In putting this strategy into practice, avoid the common mistake of straining to get people’s attention by using a form that is shocking or strange. The attention you get this way will be superficial and short-lived. By using a form that alienates a wide public, you narrow your audience; you will end up preaching to the converted. As the case of Machiavelli demonstrates, using a conventional form is more effective in the long run, because it attracts a larger audience. Once you have that audience, you can insinuate your real (and even shocking) content through details and subtext.
In war almost everything is judged by its result. If a general leads his army to defeat, his noble intentions do not matter; nor does the fact that unforeseen factors may have thrown him off course. He lost; no excuse will do. One of Machiavelli’s most revolutionary ideas was to apply this standard to politics: what matters is not what people say or intend but the results of their actions, whether power is increased or decreased. This is what Machiavelli called the “effective truth”–the real truth, in other words, what happens in fact, not in words or theories. In examining the career of a pope, for instance, Machiavelli would look at the alliances he had built and the wealth and territory he had acquired, not at his character or religious proclamations. Deeds and results do not lie. You must learn to apply the same barometer to your attempts at communication, and to those of other people.

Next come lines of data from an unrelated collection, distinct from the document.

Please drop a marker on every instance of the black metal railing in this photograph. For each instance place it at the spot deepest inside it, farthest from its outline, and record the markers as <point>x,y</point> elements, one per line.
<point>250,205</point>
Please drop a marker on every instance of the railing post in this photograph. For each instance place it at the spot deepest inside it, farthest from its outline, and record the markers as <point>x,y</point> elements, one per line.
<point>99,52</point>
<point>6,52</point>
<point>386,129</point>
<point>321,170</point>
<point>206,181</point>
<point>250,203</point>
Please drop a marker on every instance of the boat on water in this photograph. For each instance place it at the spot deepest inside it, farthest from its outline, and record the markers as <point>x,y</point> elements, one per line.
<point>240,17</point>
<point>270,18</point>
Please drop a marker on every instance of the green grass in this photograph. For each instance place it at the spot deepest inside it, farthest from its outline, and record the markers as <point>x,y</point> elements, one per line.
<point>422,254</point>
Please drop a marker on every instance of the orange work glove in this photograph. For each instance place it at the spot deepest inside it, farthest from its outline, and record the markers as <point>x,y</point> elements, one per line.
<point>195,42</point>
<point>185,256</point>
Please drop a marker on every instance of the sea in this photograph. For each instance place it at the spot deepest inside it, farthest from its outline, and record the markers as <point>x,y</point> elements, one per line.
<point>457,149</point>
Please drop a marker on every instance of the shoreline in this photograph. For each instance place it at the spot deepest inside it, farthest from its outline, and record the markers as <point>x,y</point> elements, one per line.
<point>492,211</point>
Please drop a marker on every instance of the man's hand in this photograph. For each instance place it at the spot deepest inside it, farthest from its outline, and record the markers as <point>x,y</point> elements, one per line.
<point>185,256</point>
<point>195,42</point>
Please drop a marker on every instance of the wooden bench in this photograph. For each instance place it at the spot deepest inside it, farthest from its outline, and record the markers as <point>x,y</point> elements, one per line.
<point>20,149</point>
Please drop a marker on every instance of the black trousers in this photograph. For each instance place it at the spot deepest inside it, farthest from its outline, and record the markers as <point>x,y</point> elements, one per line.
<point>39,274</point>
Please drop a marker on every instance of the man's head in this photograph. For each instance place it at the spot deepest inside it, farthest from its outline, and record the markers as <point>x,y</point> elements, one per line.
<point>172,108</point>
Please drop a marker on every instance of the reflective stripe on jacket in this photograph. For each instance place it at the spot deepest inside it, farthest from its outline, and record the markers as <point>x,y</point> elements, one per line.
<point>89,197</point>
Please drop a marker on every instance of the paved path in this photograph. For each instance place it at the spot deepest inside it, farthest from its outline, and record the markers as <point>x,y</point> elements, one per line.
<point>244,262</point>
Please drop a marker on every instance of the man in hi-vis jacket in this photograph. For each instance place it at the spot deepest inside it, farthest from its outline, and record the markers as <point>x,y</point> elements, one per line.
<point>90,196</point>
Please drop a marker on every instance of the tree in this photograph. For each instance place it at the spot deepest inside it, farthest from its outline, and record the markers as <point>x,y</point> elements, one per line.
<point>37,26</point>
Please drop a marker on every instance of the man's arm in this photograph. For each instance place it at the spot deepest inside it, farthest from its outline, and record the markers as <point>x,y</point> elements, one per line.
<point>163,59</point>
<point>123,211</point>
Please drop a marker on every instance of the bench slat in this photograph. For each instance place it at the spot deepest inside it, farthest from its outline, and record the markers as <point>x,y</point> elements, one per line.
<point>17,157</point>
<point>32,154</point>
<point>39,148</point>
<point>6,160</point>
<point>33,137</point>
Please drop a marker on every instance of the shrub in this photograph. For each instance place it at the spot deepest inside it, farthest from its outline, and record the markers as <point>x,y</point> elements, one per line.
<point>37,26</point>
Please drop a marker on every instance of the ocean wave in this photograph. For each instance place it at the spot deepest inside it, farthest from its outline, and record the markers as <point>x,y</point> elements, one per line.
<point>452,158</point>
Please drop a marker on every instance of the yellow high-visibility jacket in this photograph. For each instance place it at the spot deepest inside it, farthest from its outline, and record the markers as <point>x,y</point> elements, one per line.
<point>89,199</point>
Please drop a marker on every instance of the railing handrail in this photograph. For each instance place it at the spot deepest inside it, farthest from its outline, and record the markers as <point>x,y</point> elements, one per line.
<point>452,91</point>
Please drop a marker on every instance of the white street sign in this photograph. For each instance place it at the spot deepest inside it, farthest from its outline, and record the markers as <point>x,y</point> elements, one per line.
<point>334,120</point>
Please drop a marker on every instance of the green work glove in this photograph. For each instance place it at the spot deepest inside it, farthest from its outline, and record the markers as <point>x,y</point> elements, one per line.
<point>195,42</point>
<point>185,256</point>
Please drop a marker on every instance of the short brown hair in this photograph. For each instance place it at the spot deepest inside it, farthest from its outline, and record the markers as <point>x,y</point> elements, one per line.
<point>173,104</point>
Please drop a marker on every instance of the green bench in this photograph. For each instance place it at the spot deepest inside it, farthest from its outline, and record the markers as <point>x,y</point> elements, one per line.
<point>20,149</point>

If a man says or writes something that he considers revolutionary and that he hopes will change the world and improve mankind, but in the end hardly anyone is affected in any real way, then it is not revolutionary or progressive at all. Communication that does not advance its cause or produce a desired result is just self-indulgent talk, reflecting no more than people’s love of their own voice and of playing the role of the moral crusader. The effective truth of what they have written or said is that nothing has been changed. The ability to reach people and alter their opinions is a serious affair, as serious and strategic as war. You must be harsher on yourself and on others: failure to communicate is the fault not of the dull-witted audience but of the unstrategic communicator.
REVERSAL
Even as you plan your communications to make them more consciously strategic, you must develop the reverse ability to decode the subtexts, hidden messages, and unconscious signals in what other people say. When people speak in vague generalities, for example, and use a lot of abstract terms like “justice,” “morality,” “liberty,” and so on, without really ever explaining the specifics of what they are talking about, they are almost always hiding something. This is often their own nasty but necessary actions, which they prefer to cover up under a screen of righteous verbiage. When you hear such talk, be suspicious.
Meanwhile people who use cutesy, colloquial language, brimming with cliches and slang, may be trying to distract you from the thinness of their ideas, trying to win you over not by the soundness of their arguments but by making you feel chummy and warm toward them. And people who use pretentious, flowery language, crammed with clever metaphors, are often more interested in the sound of their own voices than in reaching the audience with a genuine thought. In general, you must pay attention to the forms in which people express themselves; never take their content at face value.